Qu'on ne s'en méprenne, la lecture des Hauts de Hurle-Vent est une véritable joute avec un récit qui ne se livre aux lecteurs qu'à travers une attention scrupuleuse et une volonté en acier inox. Du passage d'un narrateur à l'autre, des narrations à la 3e voir même à la 4e personne ou encore des transformations du récit d'un personnage à l'autre, Emily Brontë a clairement eu comme ambition de livrer un récit novateur, hors du sentier battu du classicisme des romans de son ère.
Inutile d'entamer la lecture de ce désormais classique de littérature anglaise si vous y chercher une lecture d'été légère; ce singulier ouvrage (l'unique d'E.Brontë, décédée entre la 1e et la 2e édition) est comme un mille-feuille, non pas tant dans sa densité (tout de même 300 à 400 pages selon l'édition) mais plutôt dans la complexité du récit. L'histoire semble étrange, déstabilisante et pourtant on se doit de lui reconnaître une amplitude raboteuse chapitre après chapitre. Loin du roman classique, Brontë développe le scénario par strates qui se superposent en ajoutant à chaque couche son lot de nuances.

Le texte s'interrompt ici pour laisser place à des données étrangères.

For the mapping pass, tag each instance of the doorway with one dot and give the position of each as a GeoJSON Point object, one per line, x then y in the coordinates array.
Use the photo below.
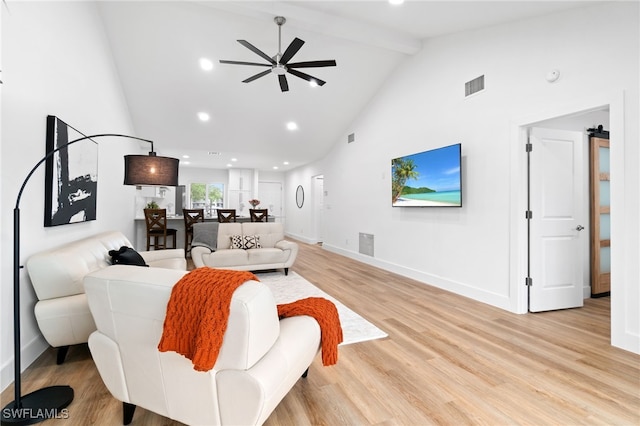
{"type": "Point", "coordinates": [613, 102]}
{"type": "Point", "coordinates": [318, 207]}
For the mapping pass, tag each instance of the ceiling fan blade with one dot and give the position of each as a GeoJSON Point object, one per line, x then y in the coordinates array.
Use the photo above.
{"type": "Point", "coordinates": [257, 76]}
{"type": "Point", "coordinates": [306, 77]}
{"type": "Point", "coordinates": [257, 51]}
{"type": "Point", "coordinates": [284, 86]}
{"type": "Point", "coordinates": [312, 64]}
{"type": "Point", "coordinates": [293, 48]}
{"type": "Point", "coordinates": [222, 61]}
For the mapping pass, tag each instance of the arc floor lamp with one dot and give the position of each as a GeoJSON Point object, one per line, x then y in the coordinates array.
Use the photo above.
{"type": "Point", "coordinates": [48, 402]}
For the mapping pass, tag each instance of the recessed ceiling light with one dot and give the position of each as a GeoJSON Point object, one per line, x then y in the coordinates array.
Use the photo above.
{"type": "Point", "coordinates": [206, 64]}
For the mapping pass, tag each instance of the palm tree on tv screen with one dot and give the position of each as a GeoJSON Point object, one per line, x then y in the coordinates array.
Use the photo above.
{"type": "Point", "coordinates": [403, 170]}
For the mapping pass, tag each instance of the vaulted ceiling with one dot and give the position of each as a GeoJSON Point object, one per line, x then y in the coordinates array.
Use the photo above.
{"type": "Point", "coordinates": [158, 45]}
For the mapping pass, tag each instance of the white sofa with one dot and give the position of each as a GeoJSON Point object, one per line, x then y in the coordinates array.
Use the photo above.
{"type": "Point", "coordinates": [275, 251]}
{"type": "Point", "coordinates": [261, 358]}
{"type": "Point", "coordinates": [62, 311]}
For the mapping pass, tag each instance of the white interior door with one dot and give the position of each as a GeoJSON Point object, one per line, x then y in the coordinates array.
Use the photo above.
{"type": "Point", "coordinates": [318, 207]}
{"type": "Point", "coordinates": [556, 196]}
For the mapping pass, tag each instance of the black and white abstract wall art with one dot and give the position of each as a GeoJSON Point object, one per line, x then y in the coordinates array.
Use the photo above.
{"type": "Point", "coordinates": [71, 176]}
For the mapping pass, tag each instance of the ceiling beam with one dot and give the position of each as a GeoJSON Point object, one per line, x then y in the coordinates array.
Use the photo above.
{"type": "Point", "coordinates": [322, 23]}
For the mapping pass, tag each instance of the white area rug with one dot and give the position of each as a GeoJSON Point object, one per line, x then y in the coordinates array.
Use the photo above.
{"type": "Point", "coordinates": [293, 287]}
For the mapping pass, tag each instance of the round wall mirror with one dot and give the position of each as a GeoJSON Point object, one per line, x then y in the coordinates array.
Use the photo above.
{"type": "Point", "coordinates": [299, 196]}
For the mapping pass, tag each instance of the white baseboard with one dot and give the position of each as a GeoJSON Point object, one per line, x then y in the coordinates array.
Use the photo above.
{"type": "Point", "coordinates": [462, 289]}
{"type": "Point", "coordinates": [29, 354]}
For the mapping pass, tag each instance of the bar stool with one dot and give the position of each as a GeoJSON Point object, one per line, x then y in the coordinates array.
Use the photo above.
{"type": "Point", "coordinates": [190, 216]}
{"type": "Point", "coordinates": [259, 215]}
{"type": "Point", "coordinates": [156, 220]}
{"type": "Point", "coordinates": [226, 215]}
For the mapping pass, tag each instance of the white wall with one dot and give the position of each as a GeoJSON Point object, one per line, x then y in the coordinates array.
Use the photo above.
{"type": "Point", "coordinates": [56, 61]}
{"type": "Point", "coordinates": [470, 250]}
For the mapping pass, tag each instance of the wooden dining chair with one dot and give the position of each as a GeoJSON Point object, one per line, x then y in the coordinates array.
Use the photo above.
{"type": "Point", "coordinates": [190, 217]}
{"type": "Point", "coordinates": [226, 215]}
{"type": "Point", "coordinates": [259, 215]}
{"type": "Point", "coordinates": [156, 220]}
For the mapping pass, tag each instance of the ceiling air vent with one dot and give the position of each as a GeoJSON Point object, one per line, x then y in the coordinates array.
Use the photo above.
{"type": "Point", "coordinates": [474, 86]}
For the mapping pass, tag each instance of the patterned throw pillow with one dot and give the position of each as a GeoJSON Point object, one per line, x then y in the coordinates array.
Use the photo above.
{"type": "Point", "coordinates": [236, 242]}
{"type": "Point", "coordinates": [250, 241]}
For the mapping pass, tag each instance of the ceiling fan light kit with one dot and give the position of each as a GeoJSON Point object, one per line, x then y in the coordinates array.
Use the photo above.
{"type": "Point", "coordinates": [279, 64]}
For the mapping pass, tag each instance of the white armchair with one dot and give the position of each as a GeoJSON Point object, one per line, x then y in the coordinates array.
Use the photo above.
{"type": "Point", "coordinates": [260, 359]}
{"type": "Point", "coordinates": [62, 311]}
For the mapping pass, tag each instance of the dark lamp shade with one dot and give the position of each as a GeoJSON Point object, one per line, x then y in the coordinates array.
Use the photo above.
{"type": "Point", "coordinates": [150, 170]}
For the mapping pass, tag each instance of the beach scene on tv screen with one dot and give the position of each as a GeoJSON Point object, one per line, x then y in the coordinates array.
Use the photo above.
{"type": "Point", "coordinates": [427, 179]}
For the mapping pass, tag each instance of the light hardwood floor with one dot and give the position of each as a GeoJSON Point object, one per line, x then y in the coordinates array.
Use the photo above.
{"type": "Point", "coordinates": [448, 360]}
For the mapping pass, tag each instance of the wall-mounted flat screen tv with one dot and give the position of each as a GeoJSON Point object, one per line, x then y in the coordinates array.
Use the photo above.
{"type": "Point", "coordinates": [428, 179]}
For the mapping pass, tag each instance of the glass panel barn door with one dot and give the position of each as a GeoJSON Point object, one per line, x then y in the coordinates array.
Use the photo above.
{"type": "Point", "coordinates": [600, 217]}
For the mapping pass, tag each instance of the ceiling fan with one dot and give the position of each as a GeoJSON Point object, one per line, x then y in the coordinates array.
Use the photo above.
{"type": "Point", "coordinates": [279, 64]}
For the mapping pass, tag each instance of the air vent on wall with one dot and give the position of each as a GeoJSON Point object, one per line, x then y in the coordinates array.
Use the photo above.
{"type": "Point", "coordinates": [474, 86]}
{"type": "Point", "coordinates": [366, 244]}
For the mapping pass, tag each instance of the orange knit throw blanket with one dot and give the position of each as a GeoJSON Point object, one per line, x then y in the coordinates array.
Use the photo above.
{"type": "Point", "coordinates": [198, 312]}
{"type": "Point", "coordinates": [325, 312]}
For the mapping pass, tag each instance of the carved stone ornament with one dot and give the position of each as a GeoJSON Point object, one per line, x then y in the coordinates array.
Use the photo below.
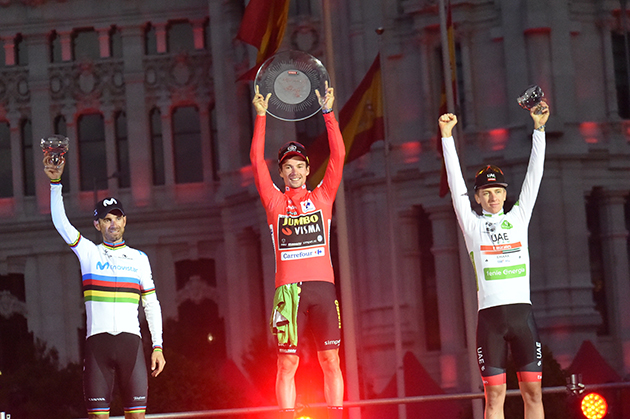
{"type": "Point", "coordinates": [10, 305]}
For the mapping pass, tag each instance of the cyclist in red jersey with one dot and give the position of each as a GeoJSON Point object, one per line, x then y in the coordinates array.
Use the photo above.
{"type": "Point", "coordinates": [299, 221]}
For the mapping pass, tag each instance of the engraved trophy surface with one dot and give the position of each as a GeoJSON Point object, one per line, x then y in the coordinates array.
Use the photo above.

Les Hauts de Hurle-Vent aura néanmoins gardé ce trait typique des œuvres avant-gardistes, à savoir l'hétérogénéité des critiques à son égard. À cela même on peut imputer la force d'une œuvre pionnière, où l'auteure a su se défaire des limites de l'expression lissée promues à l'ère Victorienne.
À ce jour, Les Hauts de Hurle-Vent garde une certaine fraîcheur: signe que Brontë a avant tout écrit avec le cœur pour une œuvre qui entre dans la postérité.